First cut /mow asap once things dry out from all the rain.


----------



## g-man (Jun 15, 2017)

An incredible amount of work. Good job.

Are you going to treat the fungus? It looks like PB, but it could be DS.


----------



## TheWestminsterClub (Sep 17, 2019)

g-man said:


> An incredible amount of work. Good job.
> 
> Are you going to treat the fungus? It looks like PB, but it could be DS.


Thanks g-man. Thank you and others for the value you bring to this site.

Yeah I treated it with Scott's but after reading the fungicide guide I should of probably used Bayer. But I think I'm going to invest in some fungicide this winter so I'm not running to the box store. Hopefully really formulate a game plan and budget so I'm not reactive.


----------



## Chris LI (Oct 26, 2018)

Nice transformation and documentation! I'll be following along on your journey. I think you had amazing success with a spring seeding.


----------



## Wiley (Dec 2, 2019)

Great pictures showing all of your progress and projects. Thanks for sharing!


----------



## TheWestminsterClub (Sep 17, 2019)

Chris LI said:


> Nice transformation and documentation! I'll be following along on your journey. I think you had amazing success with a spring seeding.
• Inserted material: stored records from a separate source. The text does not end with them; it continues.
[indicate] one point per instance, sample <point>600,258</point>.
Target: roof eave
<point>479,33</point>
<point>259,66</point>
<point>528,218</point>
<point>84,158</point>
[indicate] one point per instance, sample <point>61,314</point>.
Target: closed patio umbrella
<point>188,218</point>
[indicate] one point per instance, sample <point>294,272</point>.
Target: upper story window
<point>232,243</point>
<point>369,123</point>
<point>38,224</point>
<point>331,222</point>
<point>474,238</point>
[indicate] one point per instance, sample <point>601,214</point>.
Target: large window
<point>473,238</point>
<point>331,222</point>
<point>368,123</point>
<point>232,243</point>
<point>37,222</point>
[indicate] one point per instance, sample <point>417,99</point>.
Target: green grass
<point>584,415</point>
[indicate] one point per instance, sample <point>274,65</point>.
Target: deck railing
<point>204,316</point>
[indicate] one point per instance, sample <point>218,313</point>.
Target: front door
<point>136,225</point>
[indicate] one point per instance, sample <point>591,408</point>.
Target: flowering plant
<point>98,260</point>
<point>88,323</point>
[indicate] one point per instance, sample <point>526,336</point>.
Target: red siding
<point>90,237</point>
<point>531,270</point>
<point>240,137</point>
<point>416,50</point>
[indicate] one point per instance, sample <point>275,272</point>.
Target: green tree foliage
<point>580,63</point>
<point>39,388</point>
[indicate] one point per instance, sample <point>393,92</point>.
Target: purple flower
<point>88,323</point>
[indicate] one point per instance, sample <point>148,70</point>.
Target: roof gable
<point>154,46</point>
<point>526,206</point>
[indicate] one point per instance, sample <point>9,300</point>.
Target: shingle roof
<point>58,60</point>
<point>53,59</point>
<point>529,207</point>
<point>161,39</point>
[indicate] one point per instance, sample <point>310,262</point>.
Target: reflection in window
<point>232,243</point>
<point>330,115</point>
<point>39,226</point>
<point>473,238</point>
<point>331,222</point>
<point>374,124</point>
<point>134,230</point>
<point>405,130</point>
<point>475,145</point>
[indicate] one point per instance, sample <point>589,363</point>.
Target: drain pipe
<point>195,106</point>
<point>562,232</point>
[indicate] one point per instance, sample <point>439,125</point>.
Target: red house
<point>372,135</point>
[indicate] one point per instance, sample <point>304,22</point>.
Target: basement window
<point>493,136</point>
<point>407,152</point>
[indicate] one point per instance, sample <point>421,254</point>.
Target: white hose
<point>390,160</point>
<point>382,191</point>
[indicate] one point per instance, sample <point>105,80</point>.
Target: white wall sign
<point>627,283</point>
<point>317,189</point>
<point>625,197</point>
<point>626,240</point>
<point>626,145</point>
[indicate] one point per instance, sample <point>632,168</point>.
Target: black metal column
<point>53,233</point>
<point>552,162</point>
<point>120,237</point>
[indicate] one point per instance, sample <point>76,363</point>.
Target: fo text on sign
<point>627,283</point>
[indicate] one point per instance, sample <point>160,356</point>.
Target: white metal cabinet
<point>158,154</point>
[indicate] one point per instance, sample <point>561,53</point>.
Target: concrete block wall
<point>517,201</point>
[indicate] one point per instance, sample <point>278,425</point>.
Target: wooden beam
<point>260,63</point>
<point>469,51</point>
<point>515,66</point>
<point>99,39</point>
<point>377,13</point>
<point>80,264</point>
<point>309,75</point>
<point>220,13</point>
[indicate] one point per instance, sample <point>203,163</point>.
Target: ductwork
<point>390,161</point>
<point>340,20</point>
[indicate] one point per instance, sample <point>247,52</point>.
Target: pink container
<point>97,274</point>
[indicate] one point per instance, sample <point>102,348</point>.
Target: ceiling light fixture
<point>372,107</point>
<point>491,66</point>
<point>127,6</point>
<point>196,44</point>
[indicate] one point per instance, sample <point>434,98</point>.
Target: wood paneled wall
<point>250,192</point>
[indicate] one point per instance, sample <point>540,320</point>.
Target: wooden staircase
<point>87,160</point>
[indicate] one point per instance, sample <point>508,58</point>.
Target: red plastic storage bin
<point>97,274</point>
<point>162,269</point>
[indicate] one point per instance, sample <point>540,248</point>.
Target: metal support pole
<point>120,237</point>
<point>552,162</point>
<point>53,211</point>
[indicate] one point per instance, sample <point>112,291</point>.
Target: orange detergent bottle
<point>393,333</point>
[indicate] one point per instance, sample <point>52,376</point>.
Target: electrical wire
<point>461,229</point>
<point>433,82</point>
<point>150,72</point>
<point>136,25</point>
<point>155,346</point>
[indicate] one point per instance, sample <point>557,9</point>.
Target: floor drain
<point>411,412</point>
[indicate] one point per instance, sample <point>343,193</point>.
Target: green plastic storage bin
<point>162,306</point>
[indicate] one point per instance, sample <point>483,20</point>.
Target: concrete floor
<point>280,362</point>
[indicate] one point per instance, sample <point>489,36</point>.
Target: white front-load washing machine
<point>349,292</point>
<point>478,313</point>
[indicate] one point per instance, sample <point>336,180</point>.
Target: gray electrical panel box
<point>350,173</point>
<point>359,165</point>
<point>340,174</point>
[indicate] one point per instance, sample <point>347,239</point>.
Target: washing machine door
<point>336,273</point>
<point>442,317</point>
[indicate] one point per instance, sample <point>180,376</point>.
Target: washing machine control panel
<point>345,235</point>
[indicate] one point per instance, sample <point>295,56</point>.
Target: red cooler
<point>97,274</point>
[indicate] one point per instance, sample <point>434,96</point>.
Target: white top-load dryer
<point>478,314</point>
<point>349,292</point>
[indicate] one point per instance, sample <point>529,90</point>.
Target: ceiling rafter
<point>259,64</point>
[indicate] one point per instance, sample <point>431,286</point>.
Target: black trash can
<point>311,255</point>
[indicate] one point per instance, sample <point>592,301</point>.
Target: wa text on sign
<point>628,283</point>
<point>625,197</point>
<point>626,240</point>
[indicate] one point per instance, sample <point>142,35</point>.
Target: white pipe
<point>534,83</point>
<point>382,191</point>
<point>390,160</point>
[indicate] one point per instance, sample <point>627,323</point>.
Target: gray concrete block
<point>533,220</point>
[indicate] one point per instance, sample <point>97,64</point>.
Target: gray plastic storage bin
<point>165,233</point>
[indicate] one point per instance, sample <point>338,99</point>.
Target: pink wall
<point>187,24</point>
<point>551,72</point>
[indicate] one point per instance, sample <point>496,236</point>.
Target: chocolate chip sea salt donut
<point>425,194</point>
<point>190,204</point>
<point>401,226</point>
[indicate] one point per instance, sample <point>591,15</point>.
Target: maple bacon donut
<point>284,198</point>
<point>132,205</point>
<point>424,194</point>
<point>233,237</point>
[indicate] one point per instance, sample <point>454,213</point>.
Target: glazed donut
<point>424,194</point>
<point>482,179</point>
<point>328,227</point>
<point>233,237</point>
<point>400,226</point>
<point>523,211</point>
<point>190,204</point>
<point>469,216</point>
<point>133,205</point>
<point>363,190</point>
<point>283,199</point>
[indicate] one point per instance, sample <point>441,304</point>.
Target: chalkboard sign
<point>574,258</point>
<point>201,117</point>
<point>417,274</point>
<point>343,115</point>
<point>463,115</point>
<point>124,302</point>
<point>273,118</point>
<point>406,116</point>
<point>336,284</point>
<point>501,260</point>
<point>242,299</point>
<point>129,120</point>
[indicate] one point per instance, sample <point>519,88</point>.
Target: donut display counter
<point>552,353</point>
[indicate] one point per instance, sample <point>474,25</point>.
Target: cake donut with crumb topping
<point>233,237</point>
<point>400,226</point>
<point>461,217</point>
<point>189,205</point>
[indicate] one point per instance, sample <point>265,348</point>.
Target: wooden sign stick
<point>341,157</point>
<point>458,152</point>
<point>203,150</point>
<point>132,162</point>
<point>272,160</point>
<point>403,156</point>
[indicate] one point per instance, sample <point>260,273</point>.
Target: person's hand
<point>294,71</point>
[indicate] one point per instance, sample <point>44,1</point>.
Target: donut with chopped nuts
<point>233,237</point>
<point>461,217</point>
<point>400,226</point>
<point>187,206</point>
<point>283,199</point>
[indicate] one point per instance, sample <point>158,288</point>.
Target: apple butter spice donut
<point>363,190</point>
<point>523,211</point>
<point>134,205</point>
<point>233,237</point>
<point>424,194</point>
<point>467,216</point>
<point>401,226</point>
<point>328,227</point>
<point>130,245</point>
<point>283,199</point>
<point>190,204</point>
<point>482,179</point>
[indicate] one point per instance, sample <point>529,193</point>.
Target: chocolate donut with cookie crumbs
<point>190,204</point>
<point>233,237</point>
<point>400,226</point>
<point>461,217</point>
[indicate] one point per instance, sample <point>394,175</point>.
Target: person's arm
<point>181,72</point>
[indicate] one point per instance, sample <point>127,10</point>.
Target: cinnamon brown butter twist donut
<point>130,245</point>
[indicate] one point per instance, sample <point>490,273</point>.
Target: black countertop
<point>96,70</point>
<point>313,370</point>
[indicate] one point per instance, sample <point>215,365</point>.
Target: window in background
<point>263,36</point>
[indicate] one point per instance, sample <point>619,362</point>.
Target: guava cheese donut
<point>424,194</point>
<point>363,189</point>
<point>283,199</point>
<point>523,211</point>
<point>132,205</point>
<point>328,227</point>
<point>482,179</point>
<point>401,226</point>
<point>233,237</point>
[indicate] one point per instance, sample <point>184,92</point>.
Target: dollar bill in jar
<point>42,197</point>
Thanks Chris. It was hard but happy I did it now because the boss lady wants some house projects now. It started out successful seeded at a pretty high rate about 8-10 lbs per 1k. But the weed pressure was intense with the crab grass came on strong so I'm treating it now during the my over seed with tenacity. In a perfect world I would have liked to wait until fall but the boss lady wouldn't of been happy with me using glyphosate again (pup and kids).



Wiley said:


> Great pictures showing all of your progress and projects. Thanks for sharing!


Wiley thanks!


----------